Skill Strengths and Needs Assessment
Key Takeaways
- Skill assessment identifies both current strengths and missing component skills.
- A skill deficit means the learner cannot perform the response under relevant conditions; a performance deficit means the skill exists but does not occur reliably.
- Skill assessment should sample prerequisite, replacement, adaptive, communication, and generalization needs as relevant.
- Goal selection should follow assessment data rather than age norms or stakeholder preference alone.
Skill Assessment Purpose
Skill assessment asks what the learner can do now, under which conditions, with which materials, and with how much support. It should not only list deficits. Strengths help identify entry points, reinforcers, response forms, and realistic next goals.
A BCBA may assess communication, learner readiness, daily living, academic components, social interaction, motor imitation, safety skills, self-management, or vocational routines. The scope depends on referral concerns, setting, age, risks, and client priorities.
Skill Decision Table
| Data pattern | Likely implication |
|---|---|
| Never performs with prompts or models | Possible skill deficit or inaccessible response form |
| Performs with prompts only | Prompt dependence or weak stimulus control |
| Performs in one setting only | Generalization need |
| Performs when motivated but not on request | Performance deficit or MO issue |
| Performs components but not sequence | Chaining or task analysis need |
Assessment Methods
Skill assessment can use direct probes, task analyses, curriculum-based assessments, caregiver or teacher interviews, product review, and observation in natural routines. Indirect reports are useful, but direct probes often reveal prompt levels, errors, and missing prerequisites.
From Assessment to Goals
A defensible goal identifies the response, condition, criterion, and context.
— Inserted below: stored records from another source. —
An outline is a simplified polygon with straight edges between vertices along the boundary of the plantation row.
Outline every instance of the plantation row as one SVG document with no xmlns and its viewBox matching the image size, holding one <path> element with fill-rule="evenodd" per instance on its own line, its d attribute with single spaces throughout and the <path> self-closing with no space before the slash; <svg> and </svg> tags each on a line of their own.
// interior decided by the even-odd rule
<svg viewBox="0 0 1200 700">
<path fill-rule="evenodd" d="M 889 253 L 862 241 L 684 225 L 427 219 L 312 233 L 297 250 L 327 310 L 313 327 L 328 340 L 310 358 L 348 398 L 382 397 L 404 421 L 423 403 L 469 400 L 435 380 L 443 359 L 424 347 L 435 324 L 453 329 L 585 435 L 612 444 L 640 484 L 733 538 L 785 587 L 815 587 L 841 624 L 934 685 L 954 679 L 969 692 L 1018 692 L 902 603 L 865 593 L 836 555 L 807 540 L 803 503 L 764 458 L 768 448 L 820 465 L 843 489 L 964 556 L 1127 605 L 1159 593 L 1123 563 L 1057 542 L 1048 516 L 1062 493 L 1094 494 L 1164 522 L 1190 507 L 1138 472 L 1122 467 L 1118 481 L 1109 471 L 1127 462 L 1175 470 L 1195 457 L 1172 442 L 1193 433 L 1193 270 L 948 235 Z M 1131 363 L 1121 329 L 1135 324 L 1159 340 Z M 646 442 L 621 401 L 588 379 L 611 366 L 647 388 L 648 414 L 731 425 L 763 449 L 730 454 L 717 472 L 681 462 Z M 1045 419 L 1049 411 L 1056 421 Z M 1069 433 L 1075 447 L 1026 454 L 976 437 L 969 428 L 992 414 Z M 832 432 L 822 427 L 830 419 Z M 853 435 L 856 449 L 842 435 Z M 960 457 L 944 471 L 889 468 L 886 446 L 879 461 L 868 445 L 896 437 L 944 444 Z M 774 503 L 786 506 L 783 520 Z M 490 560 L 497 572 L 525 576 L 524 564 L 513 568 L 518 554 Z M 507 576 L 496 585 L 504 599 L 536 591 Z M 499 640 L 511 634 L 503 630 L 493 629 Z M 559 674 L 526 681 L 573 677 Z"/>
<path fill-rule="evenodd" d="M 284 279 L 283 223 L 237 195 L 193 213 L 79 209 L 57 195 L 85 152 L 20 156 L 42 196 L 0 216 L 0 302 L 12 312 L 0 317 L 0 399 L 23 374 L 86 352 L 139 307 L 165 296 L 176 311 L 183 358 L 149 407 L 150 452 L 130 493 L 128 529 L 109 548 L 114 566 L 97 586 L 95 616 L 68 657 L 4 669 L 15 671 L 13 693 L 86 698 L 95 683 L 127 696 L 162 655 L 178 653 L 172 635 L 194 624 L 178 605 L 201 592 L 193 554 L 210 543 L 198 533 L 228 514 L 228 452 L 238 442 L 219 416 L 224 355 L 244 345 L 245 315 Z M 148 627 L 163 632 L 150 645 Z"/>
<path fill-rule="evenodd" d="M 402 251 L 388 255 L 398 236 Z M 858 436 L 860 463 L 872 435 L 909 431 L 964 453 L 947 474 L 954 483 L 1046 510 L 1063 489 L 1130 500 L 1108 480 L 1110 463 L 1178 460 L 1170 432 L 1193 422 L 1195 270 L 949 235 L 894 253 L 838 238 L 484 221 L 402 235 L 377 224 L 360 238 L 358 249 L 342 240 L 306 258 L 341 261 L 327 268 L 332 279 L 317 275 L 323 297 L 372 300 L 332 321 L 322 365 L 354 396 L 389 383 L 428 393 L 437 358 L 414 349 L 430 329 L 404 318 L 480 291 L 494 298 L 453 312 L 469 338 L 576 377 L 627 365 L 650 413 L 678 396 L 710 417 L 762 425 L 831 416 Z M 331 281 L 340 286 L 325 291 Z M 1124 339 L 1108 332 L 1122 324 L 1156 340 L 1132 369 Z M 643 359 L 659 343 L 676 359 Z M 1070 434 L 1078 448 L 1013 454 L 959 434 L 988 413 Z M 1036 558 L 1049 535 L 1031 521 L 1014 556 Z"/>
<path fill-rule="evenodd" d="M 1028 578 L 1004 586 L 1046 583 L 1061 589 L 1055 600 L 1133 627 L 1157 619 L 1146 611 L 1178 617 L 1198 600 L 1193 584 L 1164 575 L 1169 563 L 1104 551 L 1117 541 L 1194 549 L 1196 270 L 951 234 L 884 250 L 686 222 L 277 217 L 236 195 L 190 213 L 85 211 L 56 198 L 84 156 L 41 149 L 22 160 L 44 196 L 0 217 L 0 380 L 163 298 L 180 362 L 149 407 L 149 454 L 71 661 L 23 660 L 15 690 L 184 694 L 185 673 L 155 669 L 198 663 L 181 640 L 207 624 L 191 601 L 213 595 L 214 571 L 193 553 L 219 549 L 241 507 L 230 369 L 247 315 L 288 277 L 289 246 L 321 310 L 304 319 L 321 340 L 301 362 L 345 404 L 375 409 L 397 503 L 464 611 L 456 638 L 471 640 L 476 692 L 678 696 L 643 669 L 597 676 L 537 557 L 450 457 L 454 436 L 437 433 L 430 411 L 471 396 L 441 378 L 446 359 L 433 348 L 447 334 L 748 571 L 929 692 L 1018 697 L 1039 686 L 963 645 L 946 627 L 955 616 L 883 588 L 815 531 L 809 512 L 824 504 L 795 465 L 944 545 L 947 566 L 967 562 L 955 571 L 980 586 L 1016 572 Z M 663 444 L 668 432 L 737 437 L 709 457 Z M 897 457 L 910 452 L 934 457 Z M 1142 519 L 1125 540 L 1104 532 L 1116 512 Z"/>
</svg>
If the assessment shows the client can request a break with gestures but not with the communication device used at school, the next goal may target device-based break requests in difficult tasks.
Do not select goals only because they appear in a curriculum sequence. Use the assessment question: Which skill will most improve access, independence, safety, communication, or participation now?
A learner can zip a jacket after an adult starts the zipper but cannot align the zipper independently. What goal decision is most directly supported?
A student reads sight words accurately with one teacher but not with peers, substitutes, or in the library. Which assessment finding is most relevant?
Which goal is best supported by a skill assessment showing that a client hits to escape tasks but can independently hand over a break card during low-effort activities?